With them, they brought a desire for democracy that was recognized on a worldwide scale. China now claims Taiwan to be its 23rd provice, but the island declares its independence. The island has extremely limited recognition on an international scale. As the two entities have gone their separate ways, both have developed economically.
China is now home to the world’s largest population and second-largest economy. With the trade war between China and the United States, the only economy larger than it, relations are increasingly hostile as the United States presses China on its human rights record in places like Hong Kong and Xinjiang. In a rare similarity, both the former Trump and current Biden administrations have prioritized the competition with China, extensively criticizing the nation and calling its actions in Xinjiang “genocide,” a word saved for only a few of the most horrendous campaigns in history, according to the Washington Post.
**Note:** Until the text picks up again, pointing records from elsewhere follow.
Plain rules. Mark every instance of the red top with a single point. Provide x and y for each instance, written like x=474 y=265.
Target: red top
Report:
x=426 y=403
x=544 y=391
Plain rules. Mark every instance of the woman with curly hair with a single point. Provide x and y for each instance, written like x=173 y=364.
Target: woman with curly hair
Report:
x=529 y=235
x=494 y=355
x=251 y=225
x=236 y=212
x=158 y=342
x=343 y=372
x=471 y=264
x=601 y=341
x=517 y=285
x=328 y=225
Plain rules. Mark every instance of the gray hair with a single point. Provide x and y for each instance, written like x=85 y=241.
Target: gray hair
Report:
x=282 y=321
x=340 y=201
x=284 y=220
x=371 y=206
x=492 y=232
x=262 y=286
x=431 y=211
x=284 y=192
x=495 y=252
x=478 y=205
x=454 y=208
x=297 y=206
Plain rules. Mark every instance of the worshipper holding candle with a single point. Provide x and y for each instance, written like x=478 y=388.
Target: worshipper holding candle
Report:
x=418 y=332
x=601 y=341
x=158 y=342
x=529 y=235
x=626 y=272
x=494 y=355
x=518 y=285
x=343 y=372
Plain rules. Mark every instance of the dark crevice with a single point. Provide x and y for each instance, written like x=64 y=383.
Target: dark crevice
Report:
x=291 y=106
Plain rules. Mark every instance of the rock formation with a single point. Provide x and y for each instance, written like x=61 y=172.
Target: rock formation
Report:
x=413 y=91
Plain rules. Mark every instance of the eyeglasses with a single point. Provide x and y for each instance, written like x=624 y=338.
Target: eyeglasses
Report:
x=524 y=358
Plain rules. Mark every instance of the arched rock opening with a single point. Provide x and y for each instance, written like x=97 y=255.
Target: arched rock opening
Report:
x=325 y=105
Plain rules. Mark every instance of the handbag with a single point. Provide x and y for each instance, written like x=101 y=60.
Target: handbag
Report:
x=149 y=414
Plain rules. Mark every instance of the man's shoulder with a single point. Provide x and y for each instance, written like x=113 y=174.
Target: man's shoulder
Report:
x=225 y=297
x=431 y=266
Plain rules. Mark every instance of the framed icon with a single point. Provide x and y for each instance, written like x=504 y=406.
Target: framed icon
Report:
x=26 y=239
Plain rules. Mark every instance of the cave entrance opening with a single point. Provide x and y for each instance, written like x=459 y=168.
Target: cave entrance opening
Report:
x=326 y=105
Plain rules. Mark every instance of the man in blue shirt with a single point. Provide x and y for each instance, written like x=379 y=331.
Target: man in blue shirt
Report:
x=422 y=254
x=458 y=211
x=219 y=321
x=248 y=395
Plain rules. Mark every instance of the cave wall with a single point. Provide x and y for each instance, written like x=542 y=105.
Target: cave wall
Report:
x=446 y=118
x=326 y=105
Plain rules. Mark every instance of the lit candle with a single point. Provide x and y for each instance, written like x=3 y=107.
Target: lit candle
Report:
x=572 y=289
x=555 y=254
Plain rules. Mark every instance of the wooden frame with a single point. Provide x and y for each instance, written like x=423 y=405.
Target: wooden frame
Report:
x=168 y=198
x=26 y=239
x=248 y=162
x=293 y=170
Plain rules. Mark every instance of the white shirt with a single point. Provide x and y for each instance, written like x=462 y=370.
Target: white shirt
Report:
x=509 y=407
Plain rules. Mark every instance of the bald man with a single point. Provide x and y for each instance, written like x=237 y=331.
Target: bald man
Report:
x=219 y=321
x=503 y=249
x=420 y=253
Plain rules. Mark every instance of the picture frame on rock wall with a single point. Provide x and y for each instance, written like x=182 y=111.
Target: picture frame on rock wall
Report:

Most recently, Biden announced plans to sell his first arms to Taiwan, who has made a desire for long-range missiles clear. Trump sold billions of dollars worth of weapons during his presidency, in addition to sending cabinet officials to Taiwan to meet with counterparts, a first in recognizing sovereignty. As the United States has recently developed even stronger ties, China is taking close watch over what it considers its own and hinted at threats towards possible advances on the island.
Officials on both sides of the Pacific say that Taiwan could be the biggest contributor to future US-China animosity. In the United States, many experts want a clear declaration of Taiwan’s defense. In “Foreign Affairs” magazine, president of the Council on Foreign Relations Richard N. Haass wrote “The time has come for the United States to introduce a policy of strategic clarity: one that makes explicit that the United States would respond to any Chinese use of force against Taiwan.”
Politicians on both sides of the aisle have demonstrated clear support for this policy that they say is a more hawkish, but necessary endeavor. There is great trade potential for both countries, as Taiwan is the United States’ ninth-largest trading partner, and in turn is the second-largest partner for the island. Taiwan leads the world in semiconductor production, providing essential microchips for the world’s technological consumption. Improving trade ties would benefit both nations, but the main question for the United States remains how far to go to avoid provoking an increasingly strong China.
With the latest actions, both sides have explicitly outlined their contingency plans for coming to Taiwan’s defense should the other side advance. Yet Taiwan has made it clear the United States is a valuable ally, and China has no right to assert authority.